Evaluation of Language Models
To assess the effectiveness of the SAHM benchmark, a comparative evaluation was conducted using 19 strong open and proprietary large language models (LLMs). The evaluation utilized task-specific metrics alongside rubric-based scoring for open-ended outputs. The findings revealed a critical insight: proficiency in Arabic does not necessarily correlate with the ability to perform evidence-grounded financial reasoning effectively.
Specifically, the models demonstrated significantly stronger performance on recognition-style tasks compared to generation and causal reasoning tasks. The most pronounced gaps were observed in event-cause reasoning, highlighting an area where further improvement is needed.
Future Implications
The introduction of the SAHM benchmark represents a pivotal step towards advancing Arabic financial NLP and facilitating research in Shari’ah-compliant reasoning. By releasing this benchmark, along with its evaluation framework and an instruction-tuned model, the creators aim to foster further exploration and development within this crucial domain.
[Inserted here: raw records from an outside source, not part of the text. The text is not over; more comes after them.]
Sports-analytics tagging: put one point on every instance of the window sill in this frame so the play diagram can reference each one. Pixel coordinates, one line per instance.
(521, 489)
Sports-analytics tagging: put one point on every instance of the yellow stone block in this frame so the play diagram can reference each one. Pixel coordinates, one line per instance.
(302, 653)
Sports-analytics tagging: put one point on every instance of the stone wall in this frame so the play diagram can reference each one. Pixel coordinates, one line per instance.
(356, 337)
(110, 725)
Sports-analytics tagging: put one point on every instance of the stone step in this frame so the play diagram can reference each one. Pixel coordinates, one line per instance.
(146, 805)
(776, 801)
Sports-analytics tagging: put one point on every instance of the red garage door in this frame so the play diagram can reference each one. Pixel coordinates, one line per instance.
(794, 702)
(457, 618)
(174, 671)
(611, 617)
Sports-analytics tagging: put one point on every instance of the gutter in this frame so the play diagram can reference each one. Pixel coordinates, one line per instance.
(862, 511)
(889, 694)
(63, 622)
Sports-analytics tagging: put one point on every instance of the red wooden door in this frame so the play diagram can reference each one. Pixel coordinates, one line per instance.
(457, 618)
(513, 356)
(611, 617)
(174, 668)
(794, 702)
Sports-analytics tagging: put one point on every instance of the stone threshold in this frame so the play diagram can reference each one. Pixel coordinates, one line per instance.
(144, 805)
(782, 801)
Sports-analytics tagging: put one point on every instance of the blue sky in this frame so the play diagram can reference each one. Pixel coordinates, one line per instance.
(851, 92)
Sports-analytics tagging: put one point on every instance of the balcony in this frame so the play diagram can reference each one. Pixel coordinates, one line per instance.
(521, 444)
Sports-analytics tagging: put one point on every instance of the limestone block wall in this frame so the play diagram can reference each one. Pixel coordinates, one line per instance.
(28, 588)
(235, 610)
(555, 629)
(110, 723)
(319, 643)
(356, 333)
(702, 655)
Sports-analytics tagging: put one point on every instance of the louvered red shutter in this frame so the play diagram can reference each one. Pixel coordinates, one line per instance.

As the demand for trustworthy Arabic financial assistants continues to grow, resources like SAHM will play an essential role in bridging the gap between technological capabilities and user needs in the Arabic-speaking financial landscape.
Conclusion
In conclusion, SAHM stands as a benchmark that not only addresses the existing challenges in Arabic financial NLP but also sets the stage for future innovations. By providing a structured approach to evaluating and enhancing financial reasoning in Arabic, SAHM has the potential to significantly impact the development of reliable financial solutions in the Arabic-speaking world.